Ele nada disse. E isso era tudo.
Virei de costas para os monitores, tentando controlar a fúria que crescia no meu peito como um animal enjaulado.
— Ao menos me diga que sequestraram Adam. Que ele está nas nossas mãos.
Massimo balançou a cabeça.
— Não foi nenhum dos nossos, Don.
Permaneci em silêncio por alguns segundos. A boca seca. As têmporas latejando.
— Isso foi coisa dela. — murmurei, mais para mim do que para ele. — Catarina orquestrou tudo.
— Não posso afirmar isso — respondeu Massimo, baixo.
— E por quê não? Você é irmão dela, c*****o! Foi criado com ela!Devia saber como ela pensa.
Ele me olhou com algo próximo de raiva.
— Eu fui criado com ela, sim. Mas quem a conhecia de verdade... era Dante.
O nome soou como uma batida surda no fundo do peito.
Dante Mancuso.
Maldito seja aquele filho da p**a.
— E onde está Dante? — perguntei, com a voz mais baixa, mas carregada de veneno.
Massimo hesitou de novo. Isso me deu uma resposta antes mesmo das palavras.

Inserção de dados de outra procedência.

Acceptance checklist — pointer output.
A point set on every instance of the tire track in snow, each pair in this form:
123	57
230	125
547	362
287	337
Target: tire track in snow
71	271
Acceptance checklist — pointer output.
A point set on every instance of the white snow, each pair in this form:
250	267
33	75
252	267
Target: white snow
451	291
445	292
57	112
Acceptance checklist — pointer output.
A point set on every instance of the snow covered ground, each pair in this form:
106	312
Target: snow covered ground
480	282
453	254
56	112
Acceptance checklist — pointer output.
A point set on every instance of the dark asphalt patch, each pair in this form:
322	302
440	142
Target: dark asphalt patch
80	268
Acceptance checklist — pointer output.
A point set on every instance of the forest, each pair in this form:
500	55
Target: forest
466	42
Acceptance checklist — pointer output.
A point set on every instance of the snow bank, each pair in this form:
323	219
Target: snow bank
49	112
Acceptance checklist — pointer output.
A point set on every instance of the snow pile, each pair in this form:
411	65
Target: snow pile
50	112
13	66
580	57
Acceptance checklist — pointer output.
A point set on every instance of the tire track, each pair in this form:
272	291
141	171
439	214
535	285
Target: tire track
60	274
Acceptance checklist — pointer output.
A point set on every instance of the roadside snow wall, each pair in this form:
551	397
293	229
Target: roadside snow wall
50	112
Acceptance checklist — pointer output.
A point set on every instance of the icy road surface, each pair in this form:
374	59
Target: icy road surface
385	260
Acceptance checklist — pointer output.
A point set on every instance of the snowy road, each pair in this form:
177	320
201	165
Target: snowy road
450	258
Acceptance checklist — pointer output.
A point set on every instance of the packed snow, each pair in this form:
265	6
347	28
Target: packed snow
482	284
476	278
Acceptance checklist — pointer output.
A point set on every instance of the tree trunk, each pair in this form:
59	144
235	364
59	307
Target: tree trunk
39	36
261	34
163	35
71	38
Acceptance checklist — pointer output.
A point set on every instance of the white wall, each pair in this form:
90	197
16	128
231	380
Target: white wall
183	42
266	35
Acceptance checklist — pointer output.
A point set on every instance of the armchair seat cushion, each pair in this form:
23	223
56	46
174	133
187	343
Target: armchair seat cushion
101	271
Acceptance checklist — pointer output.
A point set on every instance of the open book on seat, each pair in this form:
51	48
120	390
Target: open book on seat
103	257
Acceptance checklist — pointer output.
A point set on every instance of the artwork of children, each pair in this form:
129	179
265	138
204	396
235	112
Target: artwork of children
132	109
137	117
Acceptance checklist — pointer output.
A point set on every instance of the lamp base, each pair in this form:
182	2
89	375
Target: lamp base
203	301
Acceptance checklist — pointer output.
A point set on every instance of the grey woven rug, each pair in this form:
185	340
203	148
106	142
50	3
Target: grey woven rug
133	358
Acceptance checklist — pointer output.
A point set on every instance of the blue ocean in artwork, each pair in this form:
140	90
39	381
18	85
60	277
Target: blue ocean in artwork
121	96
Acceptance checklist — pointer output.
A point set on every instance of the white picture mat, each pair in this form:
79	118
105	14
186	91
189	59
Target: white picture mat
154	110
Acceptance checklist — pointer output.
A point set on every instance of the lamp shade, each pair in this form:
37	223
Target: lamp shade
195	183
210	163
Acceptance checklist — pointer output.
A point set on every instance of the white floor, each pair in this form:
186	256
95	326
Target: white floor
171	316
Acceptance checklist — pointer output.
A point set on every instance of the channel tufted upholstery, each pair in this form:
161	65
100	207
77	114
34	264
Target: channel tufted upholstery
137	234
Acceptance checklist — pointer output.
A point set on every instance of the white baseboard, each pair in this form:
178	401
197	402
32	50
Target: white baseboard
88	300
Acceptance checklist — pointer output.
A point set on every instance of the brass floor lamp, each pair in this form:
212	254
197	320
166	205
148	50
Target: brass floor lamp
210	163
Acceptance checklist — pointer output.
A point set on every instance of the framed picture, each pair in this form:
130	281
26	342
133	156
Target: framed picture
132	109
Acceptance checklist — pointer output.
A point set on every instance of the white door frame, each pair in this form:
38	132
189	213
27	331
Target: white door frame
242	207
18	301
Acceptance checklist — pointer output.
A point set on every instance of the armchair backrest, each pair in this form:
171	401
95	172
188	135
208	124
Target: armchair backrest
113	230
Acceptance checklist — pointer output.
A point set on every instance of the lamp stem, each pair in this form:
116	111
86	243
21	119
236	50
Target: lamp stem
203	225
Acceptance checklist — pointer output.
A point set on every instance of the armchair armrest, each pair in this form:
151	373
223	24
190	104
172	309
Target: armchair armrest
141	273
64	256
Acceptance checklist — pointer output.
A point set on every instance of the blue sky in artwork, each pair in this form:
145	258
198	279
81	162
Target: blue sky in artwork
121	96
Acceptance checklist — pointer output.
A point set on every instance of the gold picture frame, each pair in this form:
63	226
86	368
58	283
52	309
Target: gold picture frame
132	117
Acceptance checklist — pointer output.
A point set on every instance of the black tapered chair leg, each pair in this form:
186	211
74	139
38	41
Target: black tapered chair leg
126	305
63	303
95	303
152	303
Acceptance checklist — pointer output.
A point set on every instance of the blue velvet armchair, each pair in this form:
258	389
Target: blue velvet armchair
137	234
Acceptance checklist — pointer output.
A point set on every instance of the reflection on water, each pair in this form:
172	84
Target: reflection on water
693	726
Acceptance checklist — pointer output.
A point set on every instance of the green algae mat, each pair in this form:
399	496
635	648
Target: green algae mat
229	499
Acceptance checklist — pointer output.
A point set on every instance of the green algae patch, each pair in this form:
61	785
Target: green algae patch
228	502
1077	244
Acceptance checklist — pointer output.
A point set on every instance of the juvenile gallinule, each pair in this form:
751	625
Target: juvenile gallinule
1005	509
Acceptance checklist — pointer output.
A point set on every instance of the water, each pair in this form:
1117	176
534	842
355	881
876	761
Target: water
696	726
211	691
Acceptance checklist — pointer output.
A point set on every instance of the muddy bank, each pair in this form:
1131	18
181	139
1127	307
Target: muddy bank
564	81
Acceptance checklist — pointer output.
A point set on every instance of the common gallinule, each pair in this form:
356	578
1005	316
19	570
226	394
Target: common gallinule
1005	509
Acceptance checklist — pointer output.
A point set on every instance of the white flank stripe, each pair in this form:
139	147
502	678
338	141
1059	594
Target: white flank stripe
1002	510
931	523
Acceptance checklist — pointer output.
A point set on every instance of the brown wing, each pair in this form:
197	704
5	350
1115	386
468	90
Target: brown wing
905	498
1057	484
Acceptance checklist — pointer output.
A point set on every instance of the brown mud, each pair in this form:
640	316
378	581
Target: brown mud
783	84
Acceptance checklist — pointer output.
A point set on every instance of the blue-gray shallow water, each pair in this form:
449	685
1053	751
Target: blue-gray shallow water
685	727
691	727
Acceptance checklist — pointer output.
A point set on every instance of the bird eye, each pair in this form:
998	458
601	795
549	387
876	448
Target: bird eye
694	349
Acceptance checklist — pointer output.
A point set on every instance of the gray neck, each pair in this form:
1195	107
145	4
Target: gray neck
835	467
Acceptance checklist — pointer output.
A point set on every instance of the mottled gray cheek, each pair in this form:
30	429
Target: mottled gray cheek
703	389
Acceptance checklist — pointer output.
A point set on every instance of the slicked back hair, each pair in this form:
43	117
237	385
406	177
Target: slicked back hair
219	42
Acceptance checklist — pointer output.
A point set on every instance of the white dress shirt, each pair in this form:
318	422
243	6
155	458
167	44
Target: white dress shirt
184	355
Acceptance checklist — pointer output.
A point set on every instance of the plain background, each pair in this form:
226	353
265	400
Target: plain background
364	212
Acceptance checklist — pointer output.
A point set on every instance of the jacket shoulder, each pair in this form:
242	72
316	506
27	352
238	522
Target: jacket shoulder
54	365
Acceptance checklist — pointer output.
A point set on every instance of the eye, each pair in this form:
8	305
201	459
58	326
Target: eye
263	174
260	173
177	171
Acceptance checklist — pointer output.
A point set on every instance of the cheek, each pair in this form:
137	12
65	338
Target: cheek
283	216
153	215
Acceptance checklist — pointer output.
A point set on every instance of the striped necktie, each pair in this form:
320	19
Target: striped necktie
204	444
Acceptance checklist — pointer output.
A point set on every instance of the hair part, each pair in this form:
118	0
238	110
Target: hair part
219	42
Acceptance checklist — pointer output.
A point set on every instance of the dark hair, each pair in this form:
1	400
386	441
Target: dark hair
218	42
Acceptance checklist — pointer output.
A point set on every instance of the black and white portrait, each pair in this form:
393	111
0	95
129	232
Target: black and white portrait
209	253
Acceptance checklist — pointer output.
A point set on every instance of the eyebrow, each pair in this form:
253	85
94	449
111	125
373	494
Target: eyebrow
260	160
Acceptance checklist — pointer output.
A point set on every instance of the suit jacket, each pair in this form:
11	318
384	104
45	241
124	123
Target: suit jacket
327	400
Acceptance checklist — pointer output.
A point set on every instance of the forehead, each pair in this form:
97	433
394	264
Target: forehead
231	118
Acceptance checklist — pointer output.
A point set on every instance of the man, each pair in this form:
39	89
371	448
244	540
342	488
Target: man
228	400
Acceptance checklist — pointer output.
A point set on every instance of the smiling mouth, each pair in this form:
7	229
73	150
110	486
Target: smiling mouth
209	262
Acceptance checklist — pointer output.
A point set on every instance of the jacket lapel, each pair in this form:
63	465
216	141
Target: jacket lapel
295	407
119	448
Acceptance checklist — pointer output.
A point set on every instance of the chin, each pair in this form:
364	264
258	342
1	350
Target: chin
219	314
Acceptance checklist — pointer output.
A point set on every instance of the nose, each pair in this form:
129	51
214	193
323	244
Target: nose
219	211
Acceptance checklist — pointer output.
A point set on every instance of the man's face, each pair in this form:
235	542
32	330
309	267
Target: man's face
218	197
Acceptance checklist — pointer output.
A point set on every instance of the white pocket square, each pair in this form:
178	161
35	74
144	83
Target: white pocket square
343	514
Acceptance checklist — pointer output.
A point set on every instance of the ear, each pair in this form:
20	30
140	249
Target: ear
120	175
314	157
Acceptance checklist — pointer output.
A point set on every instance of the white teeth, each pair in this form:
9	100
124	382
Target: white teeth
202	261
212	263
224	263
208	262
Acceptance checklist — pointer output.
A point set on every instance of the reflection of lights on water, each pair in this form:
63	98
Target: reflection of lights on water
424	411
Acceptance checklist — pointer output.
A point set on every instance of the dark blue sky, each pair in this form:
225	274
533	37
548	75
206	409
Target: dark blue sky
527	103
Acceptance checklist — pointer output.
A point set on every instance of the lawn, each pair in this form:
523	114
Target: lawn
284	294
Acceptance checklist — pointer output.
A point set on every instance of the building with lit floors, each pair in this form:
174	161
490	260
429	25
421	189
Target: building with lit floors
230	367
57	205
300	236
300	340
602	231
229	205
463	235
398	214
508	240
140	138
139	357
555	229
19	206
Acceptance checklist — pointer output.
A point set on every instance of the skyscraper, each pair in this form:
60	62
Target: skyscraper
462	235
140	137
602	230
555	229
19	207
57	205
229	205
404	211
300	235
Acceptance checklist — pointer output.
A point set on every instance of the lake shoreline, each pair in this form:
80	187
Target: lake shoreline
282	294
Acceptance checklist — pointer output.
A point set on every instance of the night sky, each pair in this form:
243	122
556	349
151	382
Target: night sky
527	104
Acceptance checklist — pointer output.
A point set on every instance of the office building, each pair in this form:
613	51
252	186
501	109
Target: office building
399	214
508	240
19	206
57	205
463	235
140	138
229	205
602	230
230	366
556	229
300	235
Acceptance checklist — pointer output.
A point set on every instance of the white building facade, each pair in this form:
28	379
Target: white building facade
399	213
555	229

— Eu não sei... Era para ele estar aqui, mas
— Mas ele não está. — completei.
O silêncio entre nós cresceu.
Olhei para o monitor mais próximo e, por um instante, encarei meu próprio reflexo no vidro escuro. Um homem envelhecido, mas ainda perigoso. Ainda no controle. Ou quase.
— Vocês deixaram Catarina escapar.
— Deixaram Adam escapar.
— Dante está fora do radar.
Virei de volta para Massimo.
— Quero ela. Viva ou morta. Quero o filho dela. E quero saber onde raios Dante está.
— Sim, Don Miguel.
— Não me dê obediência agora. Me dê resultados.
Massimo assentiu, tenso.
A dor de cabeça latejava. Aquela boate em Roma me perseguia como um pesadelo. Eu tinha enterrado corpos, comprado silêncio, tapado buracos que Catarina abriu — e tudo aquilo parecia só o começo.
Mas eu era Don Miguel Mancini.
Se Catarina queria jogar guerra, ela não fazia ideia do que era ser inimigo de um verdadeiro Capo di tutti i Capi.